Uma jovem do interior gaúcho relata a saída para o isolamento e o bullying foi ficar fechada em seu quarto com a tecnologia:
“Antes, quando eu era menor, eram só piadinhas, com o tempo começou a ir pra agressões físicas, abusos, roubos, estragavam minhas coisas”.
“Era como se fosse uma família muito grande, que entendia tudo que eu falava, sabe? Induziam a automutilação. Induziam a maus-tratos. Induziam a pornografia”, conta a jovem.
A mãe percebeu que algo estava errado. “E eu perguntava, mas o que é que está havendo? E ela dizia nada e não contava. Só que eu não tinha noção de que as coisas que ela estava passando não era só bullying, era assédio, era tortura”, diz a a responsável, em anonimato.
O Ministério Público chegou a esse caso quando passou a monitorar as redes sociais de um jovem, que fazia apologia à violência na internet, com quem ela falava. A promotoria descobriu ainda que um pedófilo também mantinha contato com ela. Os dois assediavam a vítima e foram presos.
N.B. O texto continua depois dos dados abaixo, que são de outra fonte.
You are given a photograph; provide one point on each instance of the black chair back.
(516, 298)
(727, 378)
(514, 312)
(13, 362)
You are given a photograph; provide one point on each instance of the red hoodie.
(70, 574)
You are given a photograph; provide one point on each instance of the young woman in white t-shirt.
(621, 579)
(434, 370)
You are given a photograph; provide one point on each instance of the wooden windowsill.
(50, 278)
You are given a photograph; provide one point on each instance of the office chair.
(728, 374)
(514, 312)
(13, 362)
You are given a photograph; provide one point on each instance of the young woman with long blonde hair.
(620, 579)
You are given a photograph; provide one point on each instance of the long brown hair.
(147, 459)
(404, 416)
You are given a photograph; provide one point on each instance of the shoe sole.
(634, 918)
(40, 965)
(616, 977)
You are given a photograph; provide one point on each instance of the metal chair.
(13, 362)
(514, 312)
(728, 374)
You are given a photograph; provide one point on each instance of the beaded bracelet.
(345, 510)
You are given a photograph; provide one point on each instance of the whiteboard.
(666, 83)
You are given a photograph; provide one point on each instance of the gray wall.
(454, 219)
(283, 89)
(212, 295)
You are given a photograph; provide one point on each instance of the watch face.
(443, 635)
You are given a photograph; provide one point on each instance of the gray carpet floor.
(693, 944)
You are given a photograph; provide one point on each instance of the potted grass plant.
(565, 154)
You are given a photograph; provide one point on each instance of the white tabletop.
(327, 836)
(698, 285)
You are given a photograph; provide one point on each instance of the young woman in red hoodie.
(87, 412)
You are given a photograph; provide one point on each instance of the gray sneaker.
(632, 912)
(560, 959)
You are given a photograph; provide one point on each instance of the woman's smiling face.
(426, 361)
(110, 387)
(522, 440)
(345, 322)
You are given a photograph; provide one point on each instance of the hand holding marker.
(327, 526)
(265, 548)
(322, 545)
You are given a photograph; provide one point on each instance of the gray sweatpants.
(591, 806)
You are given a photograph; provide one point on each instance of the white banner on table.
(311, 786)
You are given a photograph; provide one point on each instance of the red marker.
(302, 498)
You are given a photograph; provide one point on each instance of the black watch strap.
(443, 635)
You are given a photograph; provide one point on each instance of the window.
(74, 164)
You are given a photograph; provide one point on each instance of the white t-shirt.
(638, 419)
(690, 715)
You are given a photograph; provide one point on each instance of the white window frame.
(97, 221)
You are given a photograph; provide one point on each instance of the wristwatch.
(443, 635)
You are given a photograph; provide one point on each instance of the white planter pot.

A jovem foi acolhida e segue sendo monitorada pelo Ministério Público. Ela se reaproximou da família e, atualmente, aos 18 anos, faz faculdade de psicologia.
Como os pais podem ajudar na experiência digital dos filhos
💡 Converse com frequência
Reserve ao menos um momento por semana para dialogar com seu filho sobre o que ele vê e por onde circula na internet.
“A primeira forma de você se certificar de que seus filhos estão vivendo uma experiência virtual segura, saudável, é você dialogar com seu filho. É você ter pelo menos uma vez na semana uma conversa mínima que seja, para você saber o que é que ele vê, por onde ele circula”, explica Hugo Monteiro Ferreira, professor do Departamento de Educação da Universidade Federal Rural de Pernambuco.
💡 Reforce cuidados com estranhos no ambiente virtual
Ensine seus filhos a não interagir com desconhecidos online, da mesma forma que faria no mundo real.
“A gente tem, inclusive, o hábito de dizer, não converse com estranhos. Essa mesma lógica se aplica para a plataforma Discord, para qualquer relação virtual”, diz o especialista.
💡Respeite os limites de idade para uso de telas
Siga as recomendações médicas sobre o uso de dispositivos por crianças e adolescentes.
“Criança até 7 anos não deve utilizar telas. Essa é uma orientação da Associação Brasileira de Pediatria há muito tempo. Dos 7 aos 13 anos, por exemplo, usar para funções pedagógicas, usar com bastante acompanhamento, sem deixar que seu filho ou sua filha passem a viver uma experiência contínua com as telas. Eu sugiro que liberar mesmo a partir dos 16 anos. Mas liberar mesmo, nesse caso, não significa liberar para tudo”, explica Hugo Monteiro Ferreira.
Falta de regulamentação das redes sociais
No Brasil, um projeto de lei que nasceu no Senado com o objetivo de regulamentar as redes sociais enfrentou forte oposição e acabou engavetado na Câmara dos Deputados em abril do ano passado. Agora, o governo federal pretende apresentar uma nova proposta nos próximos meses.
Enquanto não há uma legislação que obrigue as plataformas a agir de forma mais incisiva, o trabalho de proteger crianças e adolescentes na internet recai sobre as famílias e as autoridades.
Um exemplo é o caso de uma menina de apenas 12 anos, resgatada pela polícia de São Paulo enquanto era vítima de um estupro virtual. “Tia, sério, você é um anjo na minha vida. Se não fosse você, eu ainda estaria sofrendo tudo que eu sofria na web e não ia conseguir sair daquele inferno”, disse a garota à delegada responsável pelo caso.